Creating a Kafka source

You can use the registered Kafka source to create a Kafka Virtual Table Source. You need to add a Kafka topic and choose to use Schema Registry to have a Kafka source for your SQL Stream job.

  • Make sure that you have created a Kafka topic.
  • Make sure that you have the right permissions set in Ranger.
  • Make sure there is generated data in the Kafka topic.
  • If you are using Schema Registry, you have added a schema.
  1. Go to your cluster in Cloudera Manager.
  2. Click on SQL Stream Builder from the list of Services.
  3. Click on SQLStreamBuilder Console.
    The Streaming SQL Console opens up in a new window.
  4. Select Console from the left hand menu.
  5. Select the Virtual Tables tab.
  6. Select the Virtual Table Source sub-tab.
  7. Select Add Source > Apache Kafka.
    The Kafka Source window appears.
  8. Provide a name to the Virtual Table.
  9. Select a registered Kafka data source.
  10. Select a Kafka topic from the list.
  11. Select the Data Format.
    • You can select JSON as data format.
    • You can select Avro as data format.
  12. Determine the schema for the Virtual Table Source.
    1. Add a customized schema to the Schema Definition field.
    2. Click Detect Schema to read a sample of the messages and automatically infer the schema.
    3. Click Detect Schema if you are using Schema Registry.

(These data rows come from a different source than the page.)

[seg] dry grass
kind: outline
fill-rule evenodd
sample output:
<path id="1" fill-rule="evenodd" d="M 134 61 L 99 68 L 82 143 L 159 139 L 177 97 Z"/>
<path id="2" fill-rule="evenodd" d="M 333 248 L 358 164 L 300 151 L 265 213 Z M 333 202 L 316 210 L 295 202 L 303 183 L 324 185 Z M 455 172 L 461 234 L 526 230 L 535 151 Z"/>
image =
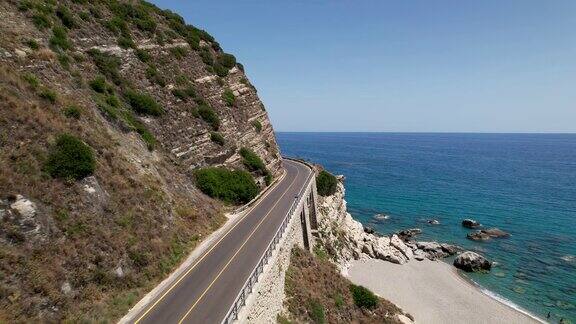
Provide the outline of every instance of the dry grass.
<path id="1" fill-rule="evenodd" d="M 399 323 L 396 315 L 402 310 L 385 299 L 371 310 L 357 307 L 350 284 L 329 261 L 294 248 L 286 271 L 289 318 L 308 323 Z"/>

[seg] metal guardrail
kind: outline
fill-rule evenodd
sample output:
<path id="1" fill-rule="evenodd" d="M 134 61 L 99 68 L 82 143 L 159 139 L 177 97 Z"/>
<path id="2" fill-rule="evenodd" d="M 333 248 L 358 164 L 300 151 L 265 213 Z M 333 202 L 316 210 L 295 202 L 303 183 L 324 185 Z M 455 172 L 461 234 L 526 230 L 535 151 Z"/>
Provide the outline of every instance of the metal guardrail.
<path id="1" fill-rule="evenodd" d="M 252 270 L 252 273 L 250 274 L 250 276 L 248 277 L 248 279 L 246 280 L 246 282 L 242 286 L 242 289 L 238 293 L 238 296 L 236 296 L 236 299 L 234 300 L 232 307 L 230 307 L 230 310 L 228 310 L 226 317 L 224 317 L 224 320 L 222 320 L 223 324 L 233 323 L 235 320 L 238 319 L 238 314 L 240 312 L 240 309 L 242 309 L 242 307 L 244 307 L 244 305 L 246 305 L 246 299 L 252 293 L 252 289 L 254 288 L 256 283 L 258 283 L 258 277 L 260 276 L 262 271 L 264 271 L 264 266 L 268 264 L 268 261 L 269 261 L 270 257 L 272 256 L 272 253 L 274 252 L 274 250 L 276 250 L 276 246 L 278 245 L 278 243 L 280 242 L 280 240 L 284 236 L 286 228 L 288 227 L 288 224 L 292 220 L 292 218 L 290 216 L 298 208 L 298 204 L 300 203 L 301 199 L 304 196 L 304 195 L 302 195 L 302 191 L 308 190 L 308 187 L 310 186 L 310 179 L 314 176 L 313 168 L 309 164 L 304 163 L 302 161 L 297 161 L 297 162 L 305 164 L 307 167 L 312 169 L 312 172 L 306 178 L 306 182 L 305 182 L 306 185 L 302 189 L 300 189 L 300 191 L 298 192 L 298 195 L 296 197 L 294 197 L 294 201 L 292 202 L 292 205 L 290 206 L 290 210 L 284 216 L 284 219 L 282 220 L 282 224 L 280 225 L 280 227 L 278 228 L 278 230 L 276 230 L 276 233 L 274 234 L 274 238 L 270 241 L 270 243 L 268 243 L 268 247 L 266 247 L 264 254 L 262 254 L 262 256 L 260 257 L 258 264 L 256 264 L 256 267 L 254 268 L 254 270 Z"/>

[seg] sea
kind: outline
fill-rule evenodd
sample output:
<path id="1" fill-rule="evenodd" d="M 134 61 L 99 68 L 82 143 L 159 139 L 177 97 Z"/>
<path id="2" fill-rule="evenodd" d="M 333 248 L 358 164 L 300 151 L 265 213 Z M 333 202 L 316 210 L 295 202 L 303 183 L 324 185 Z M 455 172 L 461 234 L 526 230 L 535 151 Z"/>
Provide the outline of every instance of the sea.
<path id="1" fill-rule="evenodd" d="M 364 225 L 382 234 L 417 227 L 418 240 L 479 252 L 495 266 L 466 276 L 485 292 L 549 315 L 551 323 L 576 323 L 576 134 L 278 133 L 277 139 L 284 156 L 344 175 L 348 210 Z M 511 236 L 468 240 L 465 218 Z"/>

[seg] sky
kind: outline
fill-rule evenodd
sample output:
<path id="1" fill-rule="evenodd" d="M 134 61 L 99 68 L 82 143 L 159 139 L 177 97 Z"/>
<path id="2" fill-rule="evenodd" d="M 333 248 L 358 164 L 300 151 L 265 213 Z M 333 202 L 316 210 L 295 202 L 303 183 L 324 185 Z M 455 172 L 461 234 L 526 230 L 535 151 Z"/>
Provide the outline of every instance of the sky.
<path id="1" fill-rule="evenodd" d="M 241 62 L 276 131 L 576 132 L 574 0 L 153 0 Z"/>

  13. Customize your Virtual Table Source.
    1. Configure an Input Transform, add the code using the Transformations tab.
    2. Configure any Kafka properties required using the Properties tab.
  14. Select Save Changes.
The Kafka Virtual Table Source is ready for queries to be run. You can check its configuration by a DESC <tablename> command in the Compose tab, and selecting Execute. You can use the Kafka sink for your SQL job by declaring in with the FORM clause in the SQL statement.